[Critiek]



illustratie

Henrik Galén: de student van Praag
Roxy theater, Amsterdam

Deze film behoort tot het type ‘speelfilm’ en heeft de qualiteiten en noodzakelijke gebreken van dit genre-op-zijn-best. Ik versta onder ‘speelfilm’ de film, die niet van de visueele beweging als kernpunt uitgaat, maar van het spel der acteurs, en zich dus via de capaciteiten der acteurs tot een film van gehalte moet opwerken; ik versta hieronder derhalve het gros der bioscoopfilms (model b.v.: ‘Hotel Imperial’ gespeeld door Pola Negr! en daarn aast ook hier en daar nog goede film, en ik versta daaronder niet de groote russische films als ‘Potemkin’ en ‘De Moeder’, die hoewel zij gespeeld worden, niet gebaseerd zijn op het spel als spel, maar op het spel als bewegingsfactor. De ‘goede speelfilm’ is daarom meestal het gebied der wonderlijke ontdekkingen, waar men verrassingen ontmoet, waar individuen (Asta Nielsen, Conrad Veidt) een leger van fouten redden, waar de cineast in de schaduw wordt gesteld door den acteur, die eigenlijk zijn materiaal behoorde te zijn. De goede speelfilm is het wonder der verkeerdheid.

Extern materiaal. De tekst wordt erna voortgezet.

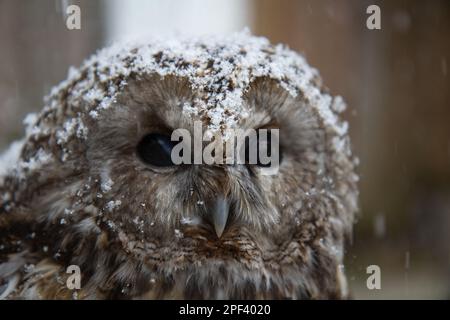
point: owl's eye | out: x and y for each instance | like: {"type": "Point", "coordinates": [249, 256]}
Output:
{"type": "Point", "coordinates": [155, 149]}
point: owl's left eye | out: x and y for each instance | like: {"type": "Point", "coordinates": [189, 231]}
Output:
{"type": "Point", "coordinates": [155, 149]}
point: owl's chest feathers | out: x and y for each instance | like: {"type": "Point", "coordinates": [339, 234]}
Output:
{"type": "Point", "coordinates": [125, 278]}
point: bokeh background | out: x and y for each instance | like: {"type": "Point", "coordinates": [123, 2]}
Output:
{"type": "Point", "coordinates": [395, 80]}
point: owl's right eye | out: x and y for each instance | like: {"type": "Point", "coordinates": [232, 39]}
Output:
{"type": "Point", "coordinates": [155, 149]}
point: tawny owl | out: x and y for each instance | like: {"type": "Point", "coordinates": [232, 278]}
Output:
{"type": "Point", "coordinates": [92, 183]}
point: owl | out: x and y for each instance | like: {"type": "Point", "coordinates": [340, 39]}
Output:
{"type": "Point", "coordinates": [92, 183]}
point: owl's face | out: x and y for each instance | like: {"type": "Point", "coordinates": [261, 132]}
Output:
{"type": "Point", "coordinates": [101, 193]}
{"type": "Point", "coordinates": [177, 204]}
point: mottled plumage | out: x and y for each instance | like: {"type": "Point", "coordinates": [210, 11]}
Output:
{"type": "Point", "coordinates": [79, 195]}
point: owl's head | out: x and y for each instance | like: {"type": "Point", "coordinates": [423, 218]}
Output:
{"type": "Point", "coordinates": [100, 178]}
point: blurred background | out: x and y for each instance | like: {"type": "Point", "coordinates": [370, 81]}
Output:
{"type": "Point", "coordinates": [395, 80]}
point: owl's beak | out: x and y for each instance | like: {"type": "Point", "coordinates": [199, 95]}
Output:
{"type": "Point", "coordinates": [220, 215]}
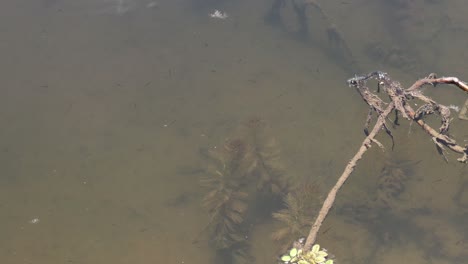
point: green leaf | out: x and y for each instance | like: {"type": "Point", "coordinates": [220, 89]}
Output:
{"type": "Point", "coordinates": [293, 252]}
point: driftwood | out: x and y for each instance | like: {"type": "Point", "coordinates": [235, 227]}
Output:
{"type": "Point", "coordinates": [399, 98]}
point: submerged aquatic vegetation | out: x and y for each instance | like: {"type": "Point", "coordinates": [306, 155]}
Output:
{"type": "Point", "coordinates": [296, 218]}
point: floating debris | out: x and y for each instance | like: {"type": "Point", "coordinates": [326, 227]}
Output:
{"type": "Point", "coordinates": [219, 14]}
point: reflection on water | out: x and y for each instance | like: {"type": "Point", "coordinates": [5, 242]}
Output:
{"type": "Point", "coordinates": [106, 105]}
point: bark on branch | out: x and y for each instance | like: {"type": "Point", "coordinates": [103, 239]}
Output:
{"type": "Point", "coordinates": [399, 98]}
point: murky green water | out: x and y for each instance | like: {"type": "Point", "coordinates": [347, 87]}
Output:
{"type": "Point", "coordinates": [106, 107]}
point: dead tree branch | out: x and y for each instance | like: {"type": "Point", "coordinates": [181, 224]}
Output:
{"type": "Point", "coordinates": [399, 98]}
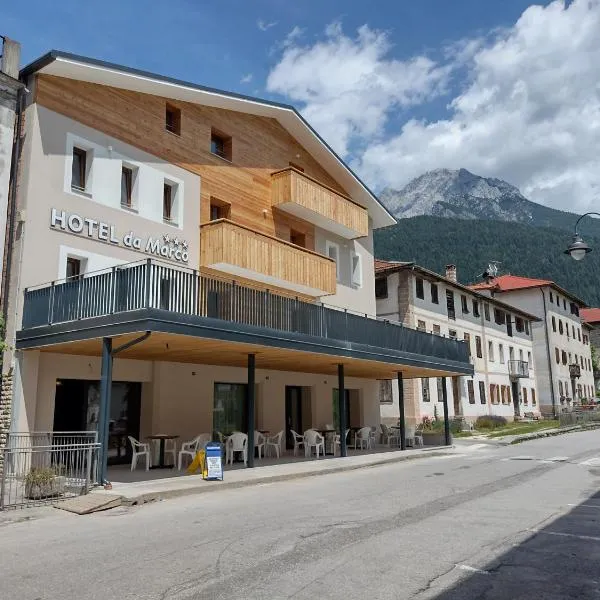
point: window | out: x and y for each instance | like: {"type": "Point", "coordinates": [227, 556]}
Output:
{"type": "Point", "coordinates": [168, 202]}
{"type": "Point", "coordinates": [126, 187]}
{"type": "Point", "coordinates": [419, 285]}
{"type": "Point", "coordinates": [73, 268]}
{"type": "Point", "coordinates": [450, 305]}
{"type": "Point", "coordinates": [173, 119]}
{"type": "Point", "coordinates": [356, 262]}
{"type": "Point", "coordinates": [79, 169]}
{"type": "Point", "coordinates": [333, 251]}
{"type": "Point", "coordinates": [425, 389]}
{"type": "Point", "coordinates": [219, 209]}
{"type": "Point", "coordinates": [221, 145]}
{"type": "Point", "coordinates": [381, 287]}
{"type": "Point", "coordinates": [471, 391]}
{"type": "Point", "coordinates": [464, 305]}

‘De Student van Praag’ blijft een gefilmde geschiedenis, een fantasie van Ewers door hemzelf in manuscript voor de film overgebracht: een student verkoopt zijn spiegelbeeld aan den duivel en gaat door deze splitsing in zijne persoonlijklijkheid ten gronde, daar hij de zonde aan eigen ondeelbaarheid begaan ook door het neerschieten van zijn spiegelbeeld niet weer goed kan maken. Een uitstekend scenario, waarvan niet onverdienstelijk profijt is getrokken. De regisseur is er echter niet in geslaagd (of had niet de vrijheid) de speelfilm te overwinnen en moest daarom genoegen nemen met de nietszeggende ‘tafereeltjes’ (menuet e.d.). waardoor de ‘groote scenes’ in het ‘drama’ worden afgewisseld; litteratuur en geen film. Fragmentarisch geeft hij echter uitstekende dingen: het flitsen van een duel, het steigeren van een paard, vooral als slot de dood van den student Balduin, die zich in een scherf spiegelglas voltrekt.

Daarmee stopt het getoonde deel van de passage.